Officially, thesauri for information retrieval date back to the 1950s when researchers began to apply the word to the vocabulary lists in information systems. In fact, the word was first used in this context in 1957 by Peter Luhn of IBM. In 1959 the first fully operational thesaurus for information retrieval was created by the Dupont Company. However, many of the thesauri developed during this period were lacking mechanisms to distinguish between homonyms (words that have the same spelling but different meaning) and to deal with synonyms (different words with the same meaning) thus making retrieval difficult.
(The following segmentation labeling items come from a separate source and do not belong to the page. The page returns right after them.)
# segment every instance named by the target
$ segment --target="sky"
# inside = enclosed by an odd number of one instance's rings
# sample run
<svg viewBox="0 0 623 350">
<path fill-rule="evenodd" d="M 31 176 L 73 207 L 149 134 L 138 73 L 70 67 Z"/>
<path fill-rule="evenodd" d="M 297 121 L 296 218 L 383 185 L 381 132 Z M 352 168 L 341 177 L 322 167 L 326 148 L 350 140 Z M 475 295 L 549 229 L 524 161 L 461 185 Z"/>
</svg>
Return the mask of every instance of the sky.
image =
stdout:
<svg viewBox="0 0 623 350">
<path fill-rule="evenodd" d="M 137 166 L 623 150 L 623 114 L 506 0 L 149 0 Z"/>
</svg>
In the 1960s a number of influential thesauri and guidelines for building thesauri were published. One of them is the Thesaurus of Engineering and Scientific Terms (TEST) in 1967, which used the tags BT (Broader Term), NT (Narrower Term) and RT (Related Term) to indicate relations between concepts. It contained an alphabetical sequence of terms, a permuted index, a hierarchical index and a section presenting 22 subject categories.
In the early days most thesauri were compiled manually. Any changes to the relation between the terms had to be done manually. It was an extremely time consuming and prone to human errors process. It was not until the late 1970s that computers began to be used in order to compile thesauri.
In the 1970s and 1980s many commercial online databases used thesauri, either printed or online to enhance the quality of the search.
The use of thesauri in various scientific and technological subjects was boosted by the development, in 1974, of the first international standard for the construction of monolingual thesauri, the ISO 2788. In the last three decades several more construction standards for thesauri have been developed (see relevant paragraph).
The next stage of thesauri development took place with the emergence of the web and the evolution of web-based information retrieval systems and services, and content management systems. This meant that thesauri needed to be adapted to accommodate interoperability of different databases that used a variety of vocabularies, web-dased services and different thesaurus displays namely:
Detailed records for each of the terms showing the preferred term, any non preferred terms, the scope note that clarifies the meaning and usage of the term, the hierarchical, equivalence and associative relations, and possibly, any translations of the term.
Alphabetical displays where all the terms that are included in the thesaurus are arranged in alphabetical order.
Hierarchical displays that show the position on the terms in the hierarchy(s) they belong.
Graphical displays that show terms and their relationships using arrows, tree-like structures and other visualization techniques.